2  |    4    | 2020-03-03 |             
3  |    3    | 2020-01-02 |             
4  |    1    | 2020-06-03 |             
5  |    4    | 2020-10-13 |             

and i would like to select the earliest performance for each distinct play (so each play is represented by a single, earliest, performance), ordered from soonest to latest.

so from the presented data i would like to get this:

id | play_id |    when    | other uninteresting meta data
3  |    3    | 2020-01-02 |             ...
2  |    4    | 2020-03-03 |             
4  |    1    | 2020-06-03 |             

so far, after studying some answers here and here i came up with this query


SELECT * FROM
(
  SELECT DISTINCT ON (play_id) *
  FROM performances
  WHERE performances.deleted_at is null
  ORDER BY performances.play_id ASC, performances.when ASC
) distinct_plays
order by distinct_plays.when ASC

however, i don't trust it at all, because in the linked threads there were people bickering and telling that each other's answers are wrong; and while i see some problems with the answers in that thread i don't see a problem in this answer yet.

is this a good query for my task? does it not select duplicate rows or is very ineffective?


Solution

  • Your query does what you want. distinct on is usually the right tool in Postgres to solve such greatest-n-per-group problem... alas, it gives no flexibility on the order of rows in the resultset.

    It appears that you want a different sort in the result as in distinct on - so you need another level of nesting for this.
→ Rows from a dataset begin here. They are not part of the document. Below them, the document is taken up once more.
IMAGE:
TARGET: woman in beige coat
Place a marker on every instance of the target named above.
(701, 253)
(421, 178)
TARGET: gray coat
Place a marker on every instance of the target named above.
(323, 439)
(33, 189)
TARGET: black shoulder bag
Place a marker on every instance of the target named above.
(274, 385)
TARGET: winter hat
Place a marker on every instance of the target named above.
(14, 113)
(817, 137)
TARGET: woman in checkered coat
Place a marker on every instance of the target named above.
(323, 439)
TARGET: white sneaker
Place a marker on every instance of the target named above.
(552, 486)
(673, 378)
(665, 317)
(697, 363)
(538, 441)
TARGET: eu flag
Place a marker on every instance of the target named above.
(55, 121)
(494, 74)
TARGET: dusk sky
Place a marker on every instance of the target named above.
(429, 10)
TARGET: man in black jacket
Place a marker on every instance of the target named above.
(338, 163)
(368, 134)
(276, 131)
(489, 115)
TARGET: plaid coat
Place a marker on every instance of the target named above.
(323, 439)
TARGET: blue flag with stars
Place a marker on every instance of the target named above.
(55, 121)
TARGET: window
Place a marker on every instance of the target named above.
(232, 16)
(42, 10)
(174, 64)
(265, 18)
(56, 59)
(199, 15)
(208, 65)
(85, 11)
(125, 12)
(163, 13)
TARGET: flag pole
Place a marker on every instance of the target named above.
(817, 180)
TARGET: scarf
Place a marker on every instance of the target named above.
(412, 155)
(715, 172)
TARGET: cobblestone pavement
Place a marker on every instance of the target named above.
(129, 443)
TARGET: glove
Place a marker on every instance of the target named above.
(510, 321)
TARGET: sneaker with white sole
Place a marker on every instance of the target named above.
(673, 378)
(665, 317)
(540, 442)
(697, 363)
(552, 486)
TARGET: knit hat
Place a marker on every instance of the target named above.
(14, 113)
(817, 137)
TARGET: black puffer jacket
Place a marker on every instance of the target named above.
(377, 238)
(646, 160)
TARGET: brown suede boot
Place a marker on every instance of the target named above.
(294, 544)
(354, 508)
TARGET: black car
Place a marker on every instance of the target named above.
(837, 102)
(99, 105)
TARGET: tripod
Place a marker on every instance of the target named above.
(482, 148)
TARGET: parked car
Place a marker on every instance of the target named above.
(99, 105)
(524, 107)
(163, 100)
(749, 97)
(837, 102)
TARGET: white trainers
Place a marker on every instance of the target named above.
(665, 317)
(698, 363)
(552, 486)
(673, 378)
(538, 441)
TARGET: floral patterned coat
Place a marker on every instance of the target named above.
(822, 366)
While your code does what you want, I will recommend using row_number() instead (which has also the advantage of being supported in many databases, as opposed to vendor-specific distinct on):

    SELECT *
    FROM (
        SELECT p.*, ROW_NUMBER() OVER(PARTITION BY play_id ORDER BY p.when asc) rn
        FROM performances p
        WHERE p.deleted_at is null
    ) p
    WHERE rn = 1
    ORDER BY p.when asc
    

    You might also want to try a correlated subquery:

    SELECT p.*
    FROM performances p
    WHERE p.deleted_at IS NULL AND p.when = (
        SELECT MIN(p1.when) FROM performances p1 WHERE p1.play_id = p.play_id
    )
    ORDER BY p.when
    

    For performance with the correlated subquery, consider an index on (play_id, when).